INSERT INTO users (username, password)
VALUES ('admin', 'admin123'), ('student1', 'wtlab2026');

pom.xml

<project xmlns="http://maven.apache.org/POM/4.0.0"
         xmlns:xsi="http://www.w3.org/2001/XMLSchema-instance"
         xsi:schemaLocation="http://maven.apache.org/POM/4.0.0 http://maven.apache.org/xsd/maven-4.0.0.xsd">
  <modelVersion>4.0.0</modelVersion>
  <groupId>com.gcet</groupId>
  <artifactId>Lab06-ServletLogin</artifactId>
  <version>1.0</version>
  <packaging>war</packaging>

  <dependencies>
    <dependency>
      <groupId>jakarta.servlet</groupId>
      <artifactId>jakarta.servlet-api</artifactId>
      <version>6.0.0</version>
      <scope>provided</scope>
    </dependency>
    <dependency>
      <groupId>com.mysql</groupId>
      <artifactId>mysql-connector-j</artifactId>
      <version>8.4.0</version>
    </dependency>
  </dependencies>
</project>

LoginServlet.java

package com.gcet;

import jakarta.servlet.ServletException;
import jakarta.servlet.annotation.WebServlet;
import jakarta.servlet.http.HttpServlet;
import jakarta.servlet.http.HttpServletRequest;
import jakarta.servlet.http.HttpServletResponse;

import java.io.IOException;
import java.io.PrintWriter;
import java.sql.Connection;
import java.sql.DriverManager;
import java.sql.PreparedStatement;
import java.sql.ResultSet;

@WebServlet("/login")
public class LoginServlet extends HttpServlet {
    @Override
    protected void doPost(HttpServletRequest request, HttpServletResponse response)
            throws ServletException, IOException {
        String username = request.getParameter("username");
        String password = request.getParameter("password");

        response.setContentType("text/html");
        PrintWriter out = response.getWriter();

        try {
            Class.forName("com.mysql.cj.jdbc.Driver");
            Connection connection = DriverManager.getConnection(
                    "jdbc:mysql://localhost:3306/bmc201_lab", "root", "root");

            PreparedStatement statement = connection.prepareStatement(
                    "SELECT * FROM users WHERE username = ? AND password = ?");
            statement.setString(1, username);
            statement.setString(2, password);

            ResultSet resultSet = statement.executeQuery();

            if (resultSet.next()) {
                out.println("<h2>Authorized user</h2>");
            } else {
                out.println("<h2>Unauthorized user</h2>");
            }

            resultSet.close();
            statement.close();
            connection.close();
        } catch (Exception exception) {
            out.println("<p>Error: " + exception.getMessage() + "</p>");
        }
    }
}

index.jsp

<!DOCTYPE html>
<html>
<head>
  <title>Servlet Login</title>
</head>
<body>
  <h1>Login Form</h1>
  <form action="login" method="post">
    <label>Username</label>
    <input type="text" name="username" required>
    <br><br>
    <label>Password</label>
    <input type="password" name="password" required>
    <br><br>
    <button type="submit">Login</button>
  </form>
</body>
</html>

Expected Result

When valid credentials are submitted, the application should display Authorized user.
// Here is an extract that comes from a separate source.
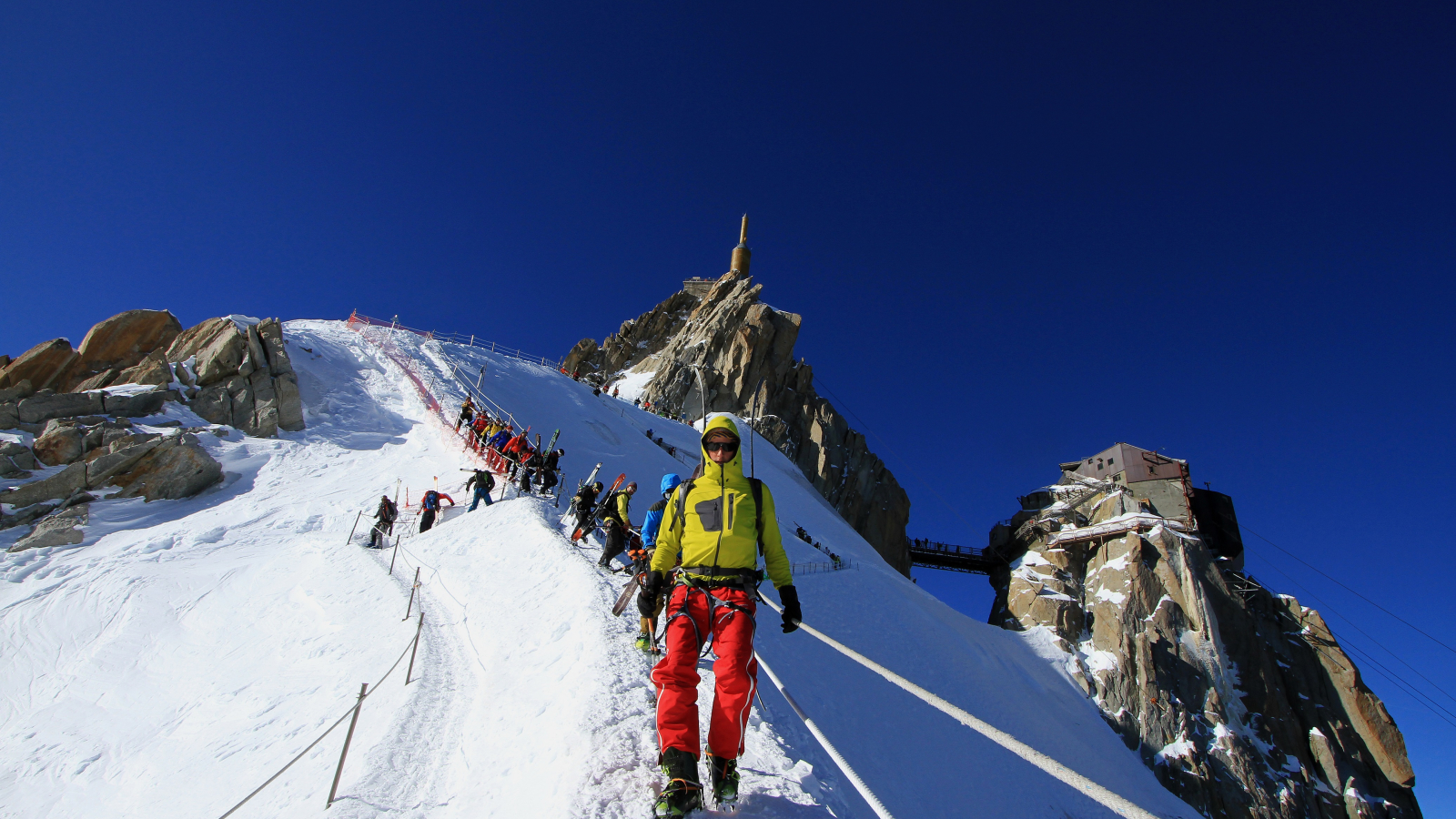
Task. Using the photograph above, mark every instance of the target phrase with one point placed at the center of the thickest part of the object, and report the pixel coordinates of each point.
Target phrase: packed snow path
(188, 649)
For invalid credentials, it should display Unauthorized user.

Observation Questions

  1. Why is PreparedStatement preferred over string concatenation?
  2. What is the purpose of the JDBC driver loading step?
  3. Why should passwords be hashed in a real application?
  4. What information is sent to the servlet when the form is submitted?

Viva Questions

  1. What is the role of the servlet container?
  2. What is the difference between doGet() and doPost()?
  3. Why is Tomcat required in this lab?
  4. What will happen if the database connection fails?

Submission Checklist

  • pom.xml
  • LoginServlet.java
  • index.jsp
  • SQL commands used for database setup
  • screenshots of successful and failed login attempts
  • short answer file for observation and viva questions

Extension Task

Add password hashing and redirect the authorized user to a welcome page instead of printing plain HTML from the servlet.